Amidst the expressions of anger, frustration, and fear that have filled the past several months, reading about the clash on Yom Kippur involving liberal activists and Orthodox Jews over public prayer was undeniably heart-wrenching. Many of us are familiar with the "secular-religious" divide in Israel, and this is one of the growing underlying tensions manifesting at this time. Witnessing the anger and infighting over an act of prayer — especially on the holiest day of the year — served as a stark reminder of the sinat chinam (baseless hatred between Jews) that has plagued us for millennia.

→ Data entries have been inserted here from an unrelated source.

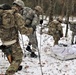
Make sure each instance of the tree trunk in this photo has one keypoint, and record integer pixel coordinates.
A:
(67, 16)
(51, 11)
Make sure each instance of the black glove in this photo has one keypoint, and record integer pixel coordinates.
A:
(41, 21)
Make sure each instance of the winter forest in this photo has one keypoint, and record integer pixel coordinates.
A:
(52, 59)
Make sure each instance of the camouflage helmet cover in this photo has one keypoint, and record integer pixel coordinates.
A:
(19, 3)
(39, 9)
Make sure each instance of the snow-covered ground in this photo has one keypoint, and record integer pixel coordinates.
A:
(50, 65)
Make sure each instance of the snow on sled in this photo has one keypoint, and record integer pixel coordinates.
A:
(64, 53)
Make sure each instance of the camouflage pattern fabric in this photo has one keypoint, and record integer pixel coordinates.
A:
(33, 20)
(9, 32)
(55, 29)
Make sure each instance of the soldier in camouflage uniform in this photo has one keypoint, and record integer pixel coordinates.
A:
(12, 21)
(55, 29)
(32, 19)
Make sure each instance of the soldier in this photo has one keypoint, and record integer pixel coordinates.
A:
(12, 21)
(55, 29)
(32, 19)
(72, 28)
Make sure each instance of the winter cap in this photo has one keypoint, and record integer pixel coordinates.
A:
(19, 3)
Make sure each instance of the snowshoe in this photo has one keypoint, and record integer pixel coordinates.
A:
(33, 55)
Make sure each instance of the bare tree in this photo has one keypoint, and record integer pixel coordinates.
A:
(67, 15)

In his recent piece in The Times of Israel, David Horowitz noted the irony that, at the time of year when we are supposed to be looking inward at our own personal responsibility and accountability, everyone seems clear who is to blame for all of Israel’s problems — “the other side.” However, he writes, “furiously allocating responsibility and firing off bitter accusations is not going to fix a thing. It’s certainly not going to enable us to do what we all know we need to do if we’re going to overcome this escalating, self-destructive national crisis: heal.” It’s worth noting that, especially as we head into a presidential election year, Horowitz could have been writing this about America as well.

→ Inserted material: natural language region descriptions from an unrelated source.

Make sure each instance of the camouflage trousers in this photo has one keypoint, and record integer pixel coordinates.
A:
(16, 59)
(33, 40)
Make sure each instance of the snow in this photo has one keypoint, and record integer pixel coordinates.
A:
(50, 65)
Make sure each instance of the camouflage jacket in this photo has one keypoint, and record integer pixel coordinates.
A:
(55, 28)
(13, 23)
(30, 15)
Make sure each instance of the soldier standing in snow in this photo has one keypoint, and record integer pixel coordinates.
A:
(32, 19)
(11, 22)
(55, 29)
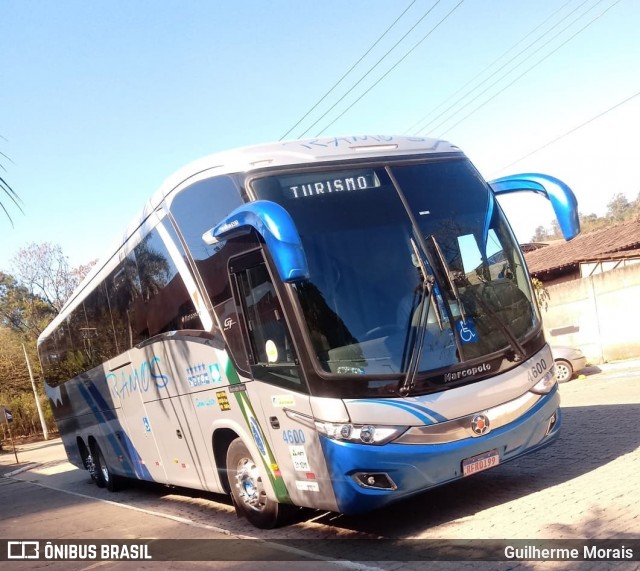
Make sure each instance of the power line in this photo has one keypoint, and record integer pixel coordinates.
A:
(446, 100)
(532, 67)
(518, 65)
(369, 71)
(393, 67)
(349, 71)
(570, 132)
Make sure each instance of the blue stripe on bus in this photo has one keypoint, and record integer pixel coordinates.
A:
(103, 415)
(415, 468)
(412, 408)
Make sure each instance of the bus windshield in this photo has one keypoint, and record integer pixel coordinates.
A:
(377, 239)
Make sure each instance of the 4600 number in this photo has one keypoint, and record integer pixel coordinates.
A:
(295, 436)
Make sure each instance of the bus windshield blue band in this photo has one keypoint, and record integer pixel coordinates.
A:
(279, 231)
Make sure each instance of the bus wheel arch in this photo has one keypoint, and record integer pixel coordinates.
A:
(222, 439)
(247, 488)
(87, 458)
(105, 476)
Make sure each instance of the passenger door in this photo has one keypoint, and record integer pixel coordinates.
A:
(279, 394)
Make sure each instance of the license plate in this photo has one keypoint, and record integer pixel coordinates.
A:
(480, 462)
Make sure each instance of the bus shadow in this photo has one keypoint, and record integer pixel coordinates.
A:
(591, 437)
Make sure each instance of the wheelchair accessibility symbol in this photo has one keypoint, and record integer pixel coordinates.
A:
(467, 331)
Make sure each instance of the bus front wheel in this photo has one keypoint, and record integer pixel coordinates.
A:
(247, 488)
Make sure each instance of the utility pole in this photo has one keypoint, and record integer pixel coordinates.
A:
(45, 432)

This time of year on the Jewish calendar is meant to be a time for healing. Our tradition understands that to heal ourselves and our world, we first need to find a way to heal and rebuild our relationships. This is perhaps most true with the people whom we have harmed and who we believe have harmed us. Parker Palmer once described “true community” as “that place where the person you least want to live with always lives.” It’s natural to feel close to people we like and who share and reinforce our values, worldviews, and personal experiences. It’s much harder to remember that those who feel further away from us are also human beings created in the Image of God (and sometimes fellow Jews as well).

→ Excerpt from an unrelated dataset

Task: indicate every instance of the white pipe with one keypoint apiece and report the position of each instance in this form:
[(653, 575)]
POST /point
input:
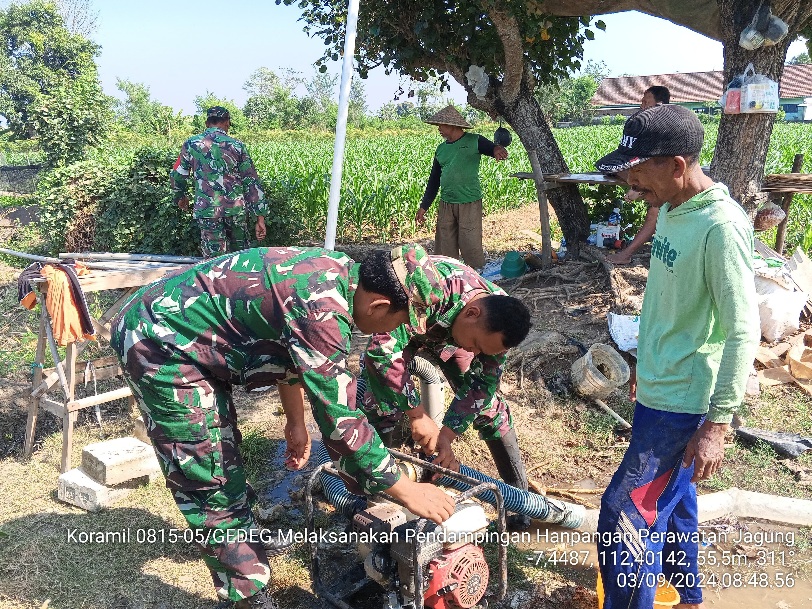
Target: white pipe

We are heading into the holiday of Sukkot, when we sit, eat, sing, and celebrate together in temporary dwellings as we emerge anew from the days of judgment and forgiveness. The spiritual and emotional theme of Sukkot is simcha, happiness or joy. In fact, Sukkot is literally called “Z’man Simchateinu,” the season of our joy. It is a joy of liberation and spiritual rebirth, of ingathering and abundance, and, yes, the joy of community and unity. On Sukkot, we strive to live out the Jewish value of hachnasat orchim (welcoming guests), opening our homes and our hearts to create families and communities that are inclusive, expansive, and where everyone can feel a sense of joyful belonging.
I use the phrase “joyful belonging” because the joy we feel on this holiday and the communities we aspire to create in our sukkot are intimately connected. This joy contains elements of relief and light-heartedness that can only come after Yom Kippur — a day of forgiveness, of beginning again, of second chances, and of love. We have asked God and one another to forgo the blame — that we might even deserve — and see the best in us, and to choose compassion, forgiveness, and love. Imagine if we strived to love, to understand, and to see the best in everyone (perhaps especially the people whom we least like and with whom we most disagree). That’s how we build community on the strength of — not in spite of — our diversity. That’s how we repair our democracy, heal our relationships, and reweave our social fabric.
Just the thought of it brings a smile to my face. Z’man Simchateinu — the season of our joy.